While any of these threats can trigger the stress response that prepares us for “fight or flight,” we must not overlook the very threats inside our own minds and bodies that tend to stress us. Our thoughts, emotions and behaviors can trigger internal stress that contributes to the “allostatic load” that we manage each and every day.
In his book, Feeling Good, psychiatrist David Burns shares a list of cognitive distortions that impact our emotions and behaviors. Cognitive distortions are inaccurate beliefs or perceptions. When they become a pattern of thinking, they can cause stress and interfere with our work and relationships. It is important to take time to slow down our automatic thoughts, focus on facts and consider other options or alternatives.
Some of the cognitive distortions we might recognize in ourselves or others include polarized thinking, mental filtering and emotional reasoning.
Polarized thinking is thinking in the extremes of all or nothing. We see ourselves as either a success or a failure. There is no room for a balanced view. Setting realistic expectations for ourselves and others is important. No one is perfect. In fact, studies show that we may actually decrease our stress and improve performance if we give ourselves permission to make mistakes and learn from them. Being critical of ourselves and others can actually lead to more stress.
When we engage in mental filtering, we view our lives through a negative lens. Focusing on the negative can lead to feelings of hopelessness and helplessness. A positive outlook can lessen our stress. When we recognize what is going well and acknowledge our strengths, we feel empowered to do our best. Expressing gratitude and being fully present in the moment through mindfulness and meditation can lead to positive perspectives.
If we ignore objective evidence and only trust our feelings, we may be tempted to depend solely upon emotional reasoning. Emotional reasoning can lead to irrational judgements and poor decision-making. For example, “I feel incompetent, so I must be incompetent.” This way of thinking leads to unnecessary stress. Adding our best thinking to our feelings can shift our mindset to a more open and relaxed state.

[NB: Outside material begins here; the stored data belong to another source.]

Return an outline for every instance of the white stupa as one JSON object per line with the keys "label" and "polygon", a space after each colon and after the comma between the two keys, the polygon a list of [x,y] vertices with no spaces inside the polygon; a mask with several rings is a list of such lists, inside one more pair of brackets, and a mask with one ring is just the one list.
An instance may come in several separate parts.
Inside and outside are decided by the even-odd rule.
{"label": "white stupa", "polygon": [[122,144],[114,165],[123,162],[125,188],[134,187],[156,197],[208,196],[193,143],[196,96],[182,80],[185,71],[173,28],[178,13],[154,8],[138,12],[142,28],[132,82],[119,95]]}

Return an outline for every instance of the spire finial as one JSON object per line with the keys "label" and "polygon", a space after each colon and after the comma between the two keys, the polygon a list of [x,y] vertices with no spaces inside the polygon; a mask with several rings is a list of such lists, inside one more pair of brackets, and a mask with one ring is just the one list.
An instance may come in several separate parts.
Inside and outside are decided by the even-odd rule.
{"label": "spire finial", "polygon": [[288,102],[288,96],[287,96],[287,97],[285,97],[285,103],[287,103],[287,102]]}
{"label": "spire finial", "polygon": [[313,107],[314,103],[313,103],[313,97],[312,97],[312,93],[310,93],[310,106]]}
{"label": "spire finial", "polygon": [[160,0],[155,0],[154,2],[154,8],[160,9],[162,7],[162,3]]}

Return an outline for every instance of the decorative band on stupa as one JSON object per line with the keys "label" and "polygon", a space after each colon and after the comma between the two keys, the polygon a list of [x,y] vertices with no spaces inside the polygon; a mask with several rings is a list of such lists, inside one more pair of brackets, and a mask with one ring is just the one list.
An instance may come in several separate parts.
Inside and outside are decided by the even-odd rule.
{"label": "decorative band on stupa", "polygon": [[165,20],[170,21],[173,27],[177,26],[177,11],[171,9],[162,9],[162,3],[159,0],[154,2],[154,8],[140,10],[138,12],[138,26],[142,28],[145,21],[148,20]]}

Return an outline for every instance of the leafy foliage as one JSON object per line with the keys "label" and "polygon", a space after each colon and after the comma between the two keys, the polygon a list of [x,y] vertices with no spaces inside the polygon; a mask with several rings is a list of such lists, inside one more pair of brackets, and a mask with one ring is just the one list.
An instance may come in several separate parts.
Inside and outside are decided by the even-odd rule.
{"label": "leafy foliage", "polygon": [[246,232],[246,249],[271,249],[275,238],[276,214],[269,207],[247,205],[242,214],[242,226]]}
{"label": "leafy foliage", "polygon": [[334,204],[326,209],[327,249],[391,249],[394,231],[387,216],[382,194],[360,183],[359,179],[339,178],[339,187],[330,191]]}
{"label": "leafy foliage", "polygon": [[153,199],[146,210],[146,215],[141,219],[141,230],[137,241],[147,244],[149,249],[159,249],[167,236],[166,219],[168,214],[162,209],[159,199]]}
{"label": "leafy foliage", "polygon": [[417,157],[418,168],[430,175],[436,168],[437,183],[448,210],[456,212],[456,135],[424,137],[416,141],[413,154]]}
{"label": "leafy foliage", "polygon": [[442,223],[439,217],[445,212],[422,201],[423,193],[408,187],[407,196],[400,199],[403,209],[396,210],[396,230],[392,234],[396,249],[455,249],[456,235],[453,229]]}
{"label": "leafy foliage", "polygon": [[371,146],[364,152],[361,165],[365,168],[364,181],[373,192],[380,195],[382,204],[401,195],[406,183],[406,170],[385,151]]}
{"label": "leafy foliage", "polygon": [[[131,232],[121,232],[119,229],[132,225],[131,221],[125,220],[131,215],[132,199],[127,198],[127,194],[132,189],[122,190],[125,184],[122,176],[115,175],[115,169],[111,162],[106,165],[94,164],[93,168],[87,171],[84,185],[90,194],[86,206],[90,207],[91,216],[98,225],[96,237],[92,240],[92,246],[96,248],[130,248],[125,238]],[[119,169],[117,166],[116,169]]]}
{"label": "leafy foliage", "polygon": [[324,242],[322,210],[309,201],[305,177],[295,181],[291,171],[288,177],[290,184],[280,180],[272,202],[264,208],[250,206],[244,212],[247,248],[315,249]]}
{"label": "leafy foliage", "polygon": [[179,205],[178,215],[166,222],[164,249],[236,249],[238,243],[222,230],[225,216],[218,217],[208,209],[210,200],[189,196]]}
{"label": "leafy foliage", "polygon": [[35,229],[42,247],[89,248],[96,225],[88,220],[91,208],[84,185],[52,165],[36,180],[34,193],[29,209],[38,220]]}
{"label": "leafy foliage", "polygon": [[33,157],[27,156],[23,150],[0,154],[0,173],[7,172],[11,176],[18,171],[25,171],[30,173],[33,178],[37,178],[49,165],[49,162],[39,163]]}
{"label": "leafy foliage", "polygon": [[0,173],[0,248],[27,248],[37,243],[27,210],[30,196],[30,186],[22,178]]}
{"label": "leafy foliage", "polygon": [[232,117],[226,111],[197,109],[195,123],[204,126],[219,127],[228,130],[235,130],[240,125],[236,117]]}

It is not just our thoughts that can add stress to our lives, it is also our behaviors. Eating a healthy diet, engaging in exercise and maintaining a regular sleep schedule are protective factors for stress. According to Dr. Bruce McEwen, author of The End of Stress as We Know It, when we are stressed, we often neglect to do the very things we know are best for us.
McEwen writes, “Many people who feel trapped in difficult situations turn for consolation to the very things that are bad for them — French fries and doughnuts, alcohol and cigarettes, pulling all-nighters at the office — piling on yet another layer of allostatic load to whatever is causing the stress in the first place.” The coping techniques we choose can have biological effects that are just as punishing as the consequences of chronic stress.
We all are creatures of stress. The optimal level of stress can lead to mental alertness, productivity, creativity and high energy. It is when life begins to get out of balance that we may experience the extremes of too little stress resulting in boredom, apathy and absenteeism or too much stress resulting in illness, irritability, burn-out and fatigue.
When we better understand our part in the stress we carry, we can make choices that improve our bodies and minds which will enable us to live a healthier lifestyle. Physical activity, social support, mindfulness and meditation can benefit our minds and bodies.